Ignatian Spirituality for a World in Flux

Jesuits and lay co-workers came together at St Beuno’s Jesuit Spirituality Centre at the beginning of Advent for the Ignatian Spirituality for a World in Flux conference.

The aim of this three-day conference, which welcomed 55 delegates, was to seek a means by which Ignatian spirituality can help make sense of and respond to our world in flux.

Ignatius of Loyola himself lived in a world in flux. The ‘old world’ as he knew it was suffering huge upheavals within the Church. Changes to religious belief were being harnessed for political purposes by the leaders of developing nation states. Islam and the Ottoman Empire were conquering eastern Europe.  At the same time the discovery of the ‘new world’ offered opportunities both for the material enrichment of Europe and the spiritual conversion of the new world peoples for the glory of the Church.

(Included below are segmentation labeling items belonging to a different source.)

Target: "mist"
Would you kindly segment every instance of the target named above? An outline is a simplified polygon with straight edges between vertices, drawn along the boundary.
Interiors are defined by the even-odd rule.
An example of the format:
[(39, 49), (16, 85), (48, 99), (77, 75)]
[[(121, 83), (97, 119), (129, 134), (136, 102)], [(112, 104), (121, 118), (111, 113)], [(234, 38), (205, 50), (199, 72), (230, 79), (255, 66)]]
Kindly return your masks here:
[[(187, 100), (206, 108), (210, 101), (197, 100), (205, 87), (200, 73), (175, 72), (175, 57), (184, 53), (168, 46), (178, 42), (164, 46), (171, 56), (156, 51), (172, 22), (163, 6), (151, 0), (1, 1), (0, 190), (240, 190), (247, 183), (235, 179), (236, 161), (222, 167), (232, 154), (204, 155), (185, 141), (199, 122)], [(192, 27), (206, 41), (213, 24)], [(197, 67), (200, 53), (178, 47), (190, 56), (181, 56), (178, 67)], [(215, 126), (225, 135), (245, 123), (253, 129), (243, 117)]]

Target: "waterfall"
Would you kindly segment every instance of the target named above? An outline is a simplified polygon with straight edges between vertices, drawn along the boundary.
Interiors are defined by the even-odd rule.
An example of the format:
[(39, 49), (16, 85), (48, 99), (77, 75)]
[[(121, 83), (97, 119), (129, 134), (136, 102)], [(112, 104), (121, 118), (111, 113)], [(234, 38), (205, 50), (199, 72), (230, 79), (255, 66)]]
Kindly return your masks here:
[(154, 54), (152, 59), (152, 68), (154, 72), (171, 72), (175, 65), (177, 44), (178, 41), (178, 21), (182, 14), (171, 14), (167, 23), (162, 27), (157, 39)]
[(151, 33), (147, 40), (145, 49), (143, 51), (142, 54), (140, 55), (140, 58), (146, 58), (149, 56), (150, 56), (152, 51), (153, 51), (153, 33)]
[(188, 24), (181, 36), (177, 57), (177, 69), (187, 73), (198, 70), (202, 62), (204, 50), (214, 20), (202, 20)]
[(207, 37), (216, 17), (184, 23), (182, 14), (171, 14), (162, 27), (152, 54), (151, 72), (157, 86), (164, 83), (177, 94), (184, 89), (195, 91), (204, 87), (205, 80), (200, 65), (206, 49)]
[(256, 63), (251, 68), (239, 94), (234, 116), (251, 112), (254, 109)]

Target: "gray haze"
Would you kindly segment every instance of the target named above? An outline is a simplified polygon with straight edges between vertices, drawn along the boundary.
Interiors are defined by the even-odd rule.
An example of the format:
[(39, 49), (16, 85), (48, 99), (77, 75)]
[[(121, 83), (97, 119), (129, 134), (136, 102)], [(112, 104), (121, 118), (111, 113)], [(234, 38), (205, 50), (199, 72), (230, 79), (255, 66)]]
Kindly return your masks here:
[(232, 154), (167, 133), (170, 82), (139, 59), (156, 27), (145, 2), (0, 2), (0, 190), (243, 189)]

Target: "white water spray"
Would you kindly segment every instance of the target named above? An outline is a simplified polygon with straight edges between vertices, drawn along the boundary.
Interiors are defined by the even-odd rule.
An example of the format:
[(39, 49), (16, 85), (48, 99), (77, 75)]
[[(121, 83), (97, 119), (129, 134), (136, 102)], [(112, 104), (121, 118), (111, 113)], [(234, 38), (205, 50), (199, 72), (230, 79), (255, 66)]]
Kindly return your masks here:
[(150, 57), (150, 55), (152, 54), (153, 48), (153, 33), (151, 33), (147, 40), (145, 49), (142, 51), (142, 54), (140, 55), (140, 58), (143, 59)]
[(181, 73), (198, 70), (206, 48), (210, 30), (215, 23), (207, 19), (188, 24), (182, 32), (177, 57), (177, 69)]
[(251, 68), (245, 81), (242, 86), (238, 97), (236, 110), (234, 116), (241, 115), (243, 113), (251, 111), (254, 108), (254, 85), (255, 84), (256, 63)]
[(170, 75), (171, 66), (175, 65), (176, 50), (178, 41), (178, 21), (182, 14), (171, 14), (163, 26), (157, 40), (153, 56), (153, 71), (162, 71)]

Today the Brexit vote and a Trump presidency are signs of similar change and upheaval which challenge our worldviews.

The conference brought together Jesuits, spiritual directors, co-workers at our spirituality centres and other Ignatian religious in order to examine the historical, psychological, theological and spiritual perspectives of the situation we find ourselves in and to ask: is there something particular that Ignatian spirituality has to offer the world at this time of flux, perhaps in the fields of discernment of spirits, of consolation, of understanding both what is happening and our reactions to it? 

Key speakers included Dr Philip Endean SJ, Dr Gemma Simmonds CJ, Dr Austen Ivereigh, Professor Helen Berry and Dr Steven Noone.

Fr Roger Dawson SJ, Director of St Beuno’s Spirituality Centre, reflected on how he thought St Ignatius might have responded to a world like ours, that is changing dramatically:

“St Ignatius was responding to dramatic changes in his own lifetime because it was the end of the middle ages, church in turmoil, political changes and the discovery of the new world. He had to respond in confidence and trust that God was at work in all this.”

On what Ignatian spirituality could offer the world at this time, he observed “I don’t think we’ve got any unique resources or special insights but I think we do have a way of helping people to find God in their own spirit and to find trust and hope in the future.”

The conference generated very interesting debate, and will be followed up by a similar event in 2019.